For my final project, I’ve been working on creating a mashup of different panels from the Dilbert comic strip. Running for over 25 years, author Scott Adams has created close to 10,000 individual strips. To create the mashup, I needed the text from each individual comic strip panel.
As part of the earlier data scraping assignment, I wrote some Python code to scrape the text of each of the Dilbert comic strips embedded in the page source from Dilbert.com. However, the text only applies to an entire strip, and does not specify the words associated with each particular panel.
For this assignment, I wrote additional Python code to scrape and download each individual comic strip that has been published online. I then had code go through each strip to separate it into individual panels so they could be mashed up with other panels.

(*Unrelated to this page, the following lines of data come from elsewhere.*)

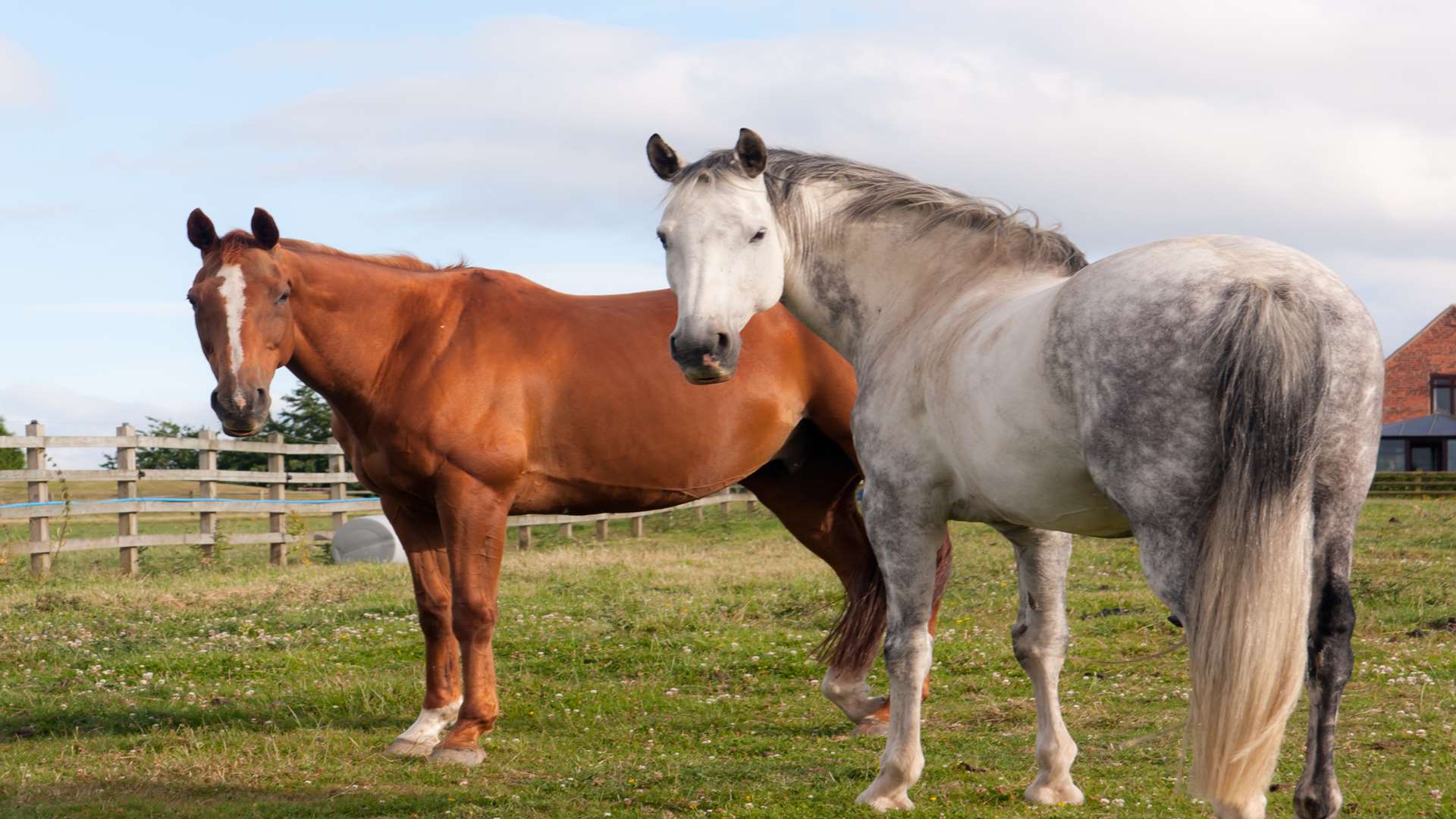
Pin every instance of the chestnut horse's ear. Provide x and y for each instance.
(663, 158)
(753, 155)
(200, 231)
(265, 231)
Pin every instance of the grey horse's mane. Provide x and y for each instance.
(875, 193)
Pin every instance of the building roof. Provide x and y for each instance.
(1426, 426)
(1439, 316)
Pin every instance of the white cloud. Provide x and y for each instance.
(1323, 126)
(22, 83)
(1318, 139)
(71, 413)
(137, 309)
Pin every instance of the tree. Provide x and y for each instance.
(11, 458)
(303, 419)
(162, 458)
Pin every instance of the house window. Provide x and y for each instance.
(1443, 395)
(1426, 457)
(1392, 455)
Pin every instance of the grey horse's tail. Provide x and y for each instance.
(1251, 591)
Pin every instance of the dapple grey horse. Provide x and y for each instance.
(1218, 397)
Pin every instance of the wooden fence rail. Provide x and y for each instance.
(41, 509)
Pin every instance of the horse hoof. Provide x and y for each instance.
(1055, 795)
(468, 757)
(886, 802)
(871, 726)
(410, 748)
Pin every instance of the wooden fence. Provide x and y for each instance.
(39, 509)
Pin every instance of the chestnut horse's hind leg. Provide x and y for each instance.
(473, 523)
(430, 570)
(813, 494)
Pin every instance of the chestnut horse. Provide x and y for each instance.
(463, 395)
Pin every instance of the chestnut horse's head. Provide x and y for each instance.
(240, 305)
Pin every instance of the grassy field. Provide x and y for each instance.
(664, 676)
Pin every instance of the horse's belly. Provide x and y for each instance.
(1050, 494)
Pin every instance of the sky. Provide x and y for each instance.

In order to isolate dialogue to specific panels, I intended to perform optical character recognition (OCR) on each of the panels. However, using the Tesseract OCR library by itself showed that it is not intelligent enough to separate dialogue from two separate characters (such as the right-most panel, above) — the OCR library treats it as a single block of text.
To work around this, Golan provided me with clever suggestions and valuable software support to use OpenCV and OpenFrameworks to perform a sequence of image manipulations. First, a flood fill from the black upper-left corner is performed to take out the characters, who are always touching the bottom edge. The image is then converted to grayscale, and a median filter is applied to remove pixel noise. The dialogue letters are then dilated to consolidate them into defined, isolatable blobs so that bounding rectangles can be formed.

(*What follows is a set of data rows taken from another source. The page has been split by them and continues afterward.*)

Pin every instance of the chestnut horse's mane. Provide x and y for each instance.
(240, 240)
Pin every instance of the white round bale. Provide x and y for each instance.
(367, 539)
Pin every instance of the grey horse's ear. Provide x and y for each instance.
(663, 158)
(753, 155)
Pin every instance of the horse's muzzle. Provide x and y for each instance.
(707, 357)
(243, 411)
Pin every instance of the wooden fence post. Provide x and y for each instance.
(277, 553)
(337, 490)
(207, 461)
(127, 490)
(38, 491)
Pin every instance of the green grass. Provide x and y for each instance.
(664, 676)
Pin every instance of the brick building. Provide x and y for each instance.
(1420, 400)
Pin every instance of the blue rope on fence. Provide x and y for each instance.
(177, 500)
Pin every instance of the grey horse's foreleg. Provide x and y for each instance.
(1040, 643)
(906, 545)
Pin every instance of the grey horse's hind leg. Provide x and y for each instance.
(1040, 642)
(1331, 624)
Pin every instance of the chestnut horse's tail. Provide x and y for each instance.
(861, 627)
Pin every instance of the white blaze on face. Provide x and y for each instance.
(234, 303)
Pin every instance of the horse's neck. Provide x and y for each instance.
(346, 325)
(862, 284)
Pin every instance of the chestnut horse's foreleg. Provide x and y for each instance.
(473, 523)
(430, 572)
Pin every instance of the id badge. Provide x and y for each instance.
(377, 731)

The coordinates of the bounding rectangles of each panel were stored in an XML file, which was then used by another Python program to perform OCR on each of the blobs, and use the scraped dialogue as ground truth to determine which OCR’ed text is associated with a specific panel by using the Levenschtein distance algorithm.
Once the dialogue for specific panels were captured, I then used the CMU rhyming dictionary to randomly assemble a set of panels that rhyme with each other. I’m still working on a Python web server interface, which would allow the user to initiate the generation of a new strip.